Piper stood up and the two women embraced in a flurry of “hello”s and “can you believe how long it’s been”s. Then, Glenna reached out, took the man’s arm, and steered him forward.

“Piper, I want you to meet Casey Walden.”

She shook the man’s warm, strong hand. “Nice to meet you,” she said.

He was tall, fair-skinned, fair-haired, and wore a well-tailored camel-hair overcoat with a red cashmere scarf. As he put his arm around Glenna’s shoulders, Piper immediately recognized the watch that peeked from beneath his shirt cuff. She had seen one like it on eBay when she had been trying to figure out a way to swing a used Cartier tank watch. The quest had proved fruitless. The timepiece was definitely not in her immediate future, but she had spent over an hour scrolling around to see what the options were. So she knew that the watch Casey Walden wore was worth well over $10,000. As the three stood, the waiter came over to them. “Should I set another place?” he asked.

“No,” said Glenna. “That won’t be necessary. Casey can only stay for a little while. Just bring another chair and a bottle of your best champagne, please.”

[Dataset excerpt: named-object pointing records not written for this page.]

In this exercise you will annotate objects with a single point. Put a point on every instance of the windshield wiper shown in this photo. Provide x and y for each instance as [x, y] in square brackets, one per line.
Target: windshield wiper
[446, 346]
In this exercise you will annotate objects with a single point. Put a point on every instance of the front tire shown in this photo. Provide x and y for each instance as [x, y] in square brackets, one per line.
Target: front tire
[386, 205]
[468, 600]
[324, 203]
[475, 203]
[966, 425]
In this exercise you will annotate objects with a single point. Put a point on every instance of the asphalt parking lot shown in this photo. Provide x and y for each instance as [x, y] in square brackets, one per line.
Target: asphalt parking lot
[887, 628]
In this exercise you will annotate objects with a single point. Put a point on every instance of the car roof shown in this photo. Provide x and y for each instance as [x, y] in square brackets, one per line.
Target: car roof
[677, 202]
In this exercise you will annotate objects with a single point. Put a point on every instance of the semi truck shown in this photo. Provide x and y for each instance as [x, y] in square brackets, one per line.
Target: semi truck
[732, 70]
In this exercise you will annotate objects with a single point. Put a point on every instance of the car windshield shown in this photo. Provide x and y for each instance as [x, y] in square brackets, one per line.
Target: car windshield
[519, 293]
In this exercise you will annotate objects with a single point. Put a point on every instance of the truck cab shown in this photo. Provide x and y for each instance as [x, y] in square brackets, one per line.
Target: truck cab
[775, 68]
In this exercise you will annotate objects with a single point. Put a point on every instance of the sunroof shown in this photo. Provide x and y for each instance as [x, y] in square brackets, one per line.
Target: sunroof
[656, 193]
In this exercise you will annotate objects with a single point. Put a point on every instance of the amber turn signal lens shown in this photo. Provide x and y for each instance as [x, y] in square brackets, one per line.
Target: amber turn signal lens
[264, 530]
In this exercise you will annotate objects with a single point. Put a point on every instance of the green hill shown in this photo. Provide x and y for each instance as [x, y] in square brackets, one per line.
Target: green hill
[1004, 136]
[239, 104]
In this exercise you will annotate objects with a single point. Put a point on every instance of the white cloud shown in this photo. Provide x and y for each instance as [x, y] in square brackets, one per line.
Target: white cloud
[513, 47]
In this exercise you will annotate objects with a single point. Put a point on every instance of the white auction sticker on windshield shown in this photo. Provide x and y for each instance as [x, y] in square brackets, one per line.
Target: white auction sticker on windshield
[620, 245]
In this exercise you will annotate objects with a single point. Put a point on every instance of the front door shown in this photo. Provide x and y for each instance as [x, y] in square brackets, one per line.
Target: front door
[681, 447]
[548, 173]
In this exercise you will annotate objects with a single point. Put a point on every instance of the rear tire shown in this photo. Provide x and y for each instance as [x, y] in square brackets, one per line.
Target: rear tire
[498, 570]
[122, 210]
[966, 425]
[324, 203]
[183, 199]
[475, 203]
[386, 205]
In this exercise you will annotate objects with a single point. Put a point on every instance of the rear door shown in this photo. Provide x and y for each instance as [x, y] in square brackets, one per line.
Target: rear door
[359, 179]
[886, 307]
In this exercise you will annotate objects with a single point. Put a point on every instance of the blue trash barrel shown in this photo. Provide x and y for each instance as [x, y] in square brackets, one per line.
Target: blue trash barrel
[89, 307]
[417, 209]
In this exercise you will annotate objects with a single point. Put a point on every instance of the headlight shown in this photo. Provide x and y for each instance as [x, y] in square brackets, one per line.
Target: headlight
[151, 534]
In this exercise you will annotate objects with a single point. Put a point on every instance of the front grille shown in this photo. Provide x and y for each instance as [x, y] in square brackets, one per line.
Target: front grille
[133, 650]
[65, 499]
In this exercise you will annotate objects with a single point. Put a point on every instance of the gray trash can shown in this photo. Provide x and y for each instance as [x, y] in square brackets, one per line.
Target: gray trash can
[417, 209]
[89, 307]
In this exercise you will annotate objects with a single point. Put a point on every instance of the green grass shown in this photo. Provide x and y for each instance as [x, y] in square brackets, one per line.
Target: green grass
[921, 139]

Piper was relieved. She wasn’t in the mood to make polite conversation with someone she didn’t know. She had been planning to have a private chat with Glenna, and Casey would be an obstacle to that.

The waiter uncorked the bottle with an understated pop and poured a little of the sparkling liquid into Casey’s glass. As he reached for the stem of the glass, Piper noticed that Casey’s nails were bitten to the quick.

Glenna took hold of Casey’s hand. “We have some wonderful news, Piper. I know it’ll sound crazy, since you’ve never even met Casey before, but we’re getting married on Christmas Eve. Get your dress and line up a date!”

“What? No! That’s so exciting!” She reached over the table to pull Glenna close. “Congratulations,” she whispered. “I’m so happy for both of you.”

“I
t’s all happened so fast, but Casey is the most incredible guy,” said Glenna after her fiancé had said good-bye and left the restaurant. “I guess I can thank Susannah and her academic struggles for all this. Who knew the science teacher at her school would end up being so terrific? We met at a parent-teacher conference at the end of September, he proposed last weekend, and now, here we are getting married. It’s been such a whirlwind, Piper.”

“He’s a teacher?” asked Piper. “Man, that school must pay really well. He seemed so, I don’t know, well groomed, I guess.”

Glenna laughed. “Inherited. His brother runs the family jewelry business.”

“Wait! Not Walden’s on Madison Avenue?” asked Piper, making the connection.

“That’s the one,” said Glenna. “Casey hasn’t paid much attention to the business. But that’s starting to change.”

“And is that one of the ‘family jewels’?” Piper asked, pointing to the large diamond on Glenna’s left ring finger. “That’s not a rock. It’s a boulder! I’m surprised you can still lift your hand!”

“It’s beautiful, isn’t it? I’m so happy, Piper—the last two months have been like a dream.”

“Well, you hear about it,” said Piper, “but I never really knew anyone who met and decided to get married that quickly.” She couldn’t help but think to herself,
I hope you’re doing the right thing.